F.B. : Non, non, des raisons structurelles. Malgré la logique apparente de la réunion de forces qui ne veulent pas se mesurer, en dépit de ce qu'on leur raconte, les électeurs s'enfuient. Je préconise tout autre chose : la recherche des outils et des règles du jeu de la cohérence, qui permettent d'éviter l'explosion, mais en revanche d'affirmer des personnalités différentes.
Edj : Peut-on y arriver sans toucher: aux institutions ?
F.B. : La Ve République a été faite pour assurer la stabilité et la force du pouvoir et on est aujourd'hui dans l'instabilité et la faiblesse. La France est gouvernée par des majorités qui représentent environ un tiers des exprimés et un cinquième du corps électoral. C'est très malsain.
Edj : Qu'est-ce qu'il faut changer ?
F.B. : Il faut changer les pratiques politiques. C'est l'objet de la réflexion que nous entamons et qui se traduira sous peu par des propositions concrètes. Je suis frappé par ce qui vient de se passer à gauche, où l'effacement des différences de sensibilité a entraîné une évasion immédiate et inéluctable des électeurs en dehors du système.
Edj : Faut-il mettre en cause le comportement des hommes politiques qui ne veulent pas changer les règles d'un jeu qu'ils sont les seuls à maîtriser ?
F.B. : La première des raisons, pour moi, c'est le refus obstiné des systèmes, à gauche comme à droite, de redonner du pouvoir à la base. Pour les régionales, les militants, même au PS, n'ont eu qu'à entériner les listes de candidats arrêtées par leur bureau politique. Derrière cela, il y a les marchandages qu'on imagine. Dans le Nord, nous avons heureusement tenu bon pour soutenir Jean-Louis Borlo. Il faut obstinément redonner du pouvoir à la base. Dans la société aussi. Quand il me succède à l'Education nationale et qu'il commence en disant : « La cogestion, c'est fini », Claude Allègre dit en fait: désormais, avec moi, ils n'auront qu'à obéir. La cogestion, comme le montre l'exemple allemand, cela signifie qu'on prend au sérieux les aspirations de la base pour l'associer aux décisions. Elle ne prend pas elle-même la décision, mais on la consulte et on corrige s'il le faut. Les syndicats et les associations se voient reconnaître un rôle de responsabilité. L'idée qu'on commande en haut et qu'on obéit en bas favorise l'irresponsabilité. On ne concède qu'un seul créneau à l'électeur de base, celui de la démagogie, et c'est celui du malheur démocratique.

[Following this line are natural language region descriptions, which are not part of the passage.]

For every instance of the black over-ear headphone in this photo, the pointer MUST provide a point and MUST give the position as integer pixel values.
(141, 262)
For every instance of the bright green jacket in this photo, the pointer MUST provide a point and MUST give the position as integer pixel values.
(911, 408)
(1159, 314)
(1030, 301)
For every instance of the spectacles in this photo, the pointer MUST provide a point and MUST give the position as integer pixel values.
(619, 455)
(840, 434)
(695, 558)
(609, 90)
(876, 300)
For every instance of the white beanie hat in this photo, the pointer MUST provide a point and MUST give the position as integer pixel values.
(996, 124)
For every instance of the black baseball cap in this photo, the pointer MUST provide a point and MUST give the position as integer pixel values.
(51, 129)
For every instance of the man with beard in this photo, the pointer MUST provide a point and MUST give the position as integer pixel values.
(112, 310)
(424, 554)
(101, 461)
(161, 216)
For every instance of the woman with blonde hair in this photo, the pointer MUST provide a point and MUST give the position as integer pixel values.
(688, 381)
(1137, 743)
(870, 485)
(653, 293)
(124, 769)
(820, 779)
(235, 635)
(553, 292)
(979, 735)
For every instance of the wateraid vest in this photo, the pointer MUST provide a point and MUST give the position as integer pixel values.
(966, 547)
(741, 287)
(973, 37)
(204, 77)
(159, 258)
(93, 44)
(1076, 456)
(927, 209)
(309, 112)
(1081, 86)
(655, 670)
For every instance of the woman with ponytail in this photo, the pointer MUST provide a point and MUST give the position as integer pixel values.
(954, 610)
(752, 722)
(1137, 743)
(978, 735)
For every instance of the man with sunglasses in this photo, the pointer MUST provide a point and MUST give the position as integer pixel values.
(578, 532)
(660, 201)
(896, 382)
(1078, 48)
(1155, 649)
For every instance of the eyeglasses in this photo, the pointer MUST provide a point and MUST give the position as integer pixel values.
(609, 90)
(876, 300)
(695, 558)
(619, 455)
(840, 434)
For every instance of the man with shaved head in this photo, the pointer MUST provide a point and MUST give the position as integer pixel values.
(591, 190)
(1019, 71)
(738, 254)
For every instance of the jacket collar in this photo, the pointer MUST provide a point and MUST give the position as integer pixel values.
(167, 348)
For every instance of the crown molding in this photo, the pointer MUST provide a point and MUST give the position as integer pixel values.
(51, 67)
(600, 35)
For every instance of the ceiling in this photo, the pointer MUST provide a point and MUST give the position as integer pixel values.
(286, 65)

Edj : C'est l'analyse que vous avez développée dans votre livre le Droit au sens.
F.B. : Ce qui s'est passé depuis l'a confirmée. Je mettais aussi en garde contre l'idée technocratique, c'est à-dire le mythe selon lequel il y aurait des gens qui, sans expérience de la vie, sauraient et imposeraient leur jugement à ceux qui sont dans le réel jusqu'au cou.
Edj : Comment y remédier?
F.B. : Par exemple, j'ai proposé, dans mon livre, qu'avant d'examiner un texte de loi au Parlement on le soumette pendant trois mois aux institutions adéquates. On pourrait confier ce rôle au Conseil économique et social en le réformant. Ainsi les citoyens auraient le temps et les moyens de se former peu à peu une opinion. Dans la culture technocratique, on considère que les gens de terrain sont forcément dans la démagogie. Or moi, je ne le crois pas. Je considère que c'est de démocratie qu'il s'agit.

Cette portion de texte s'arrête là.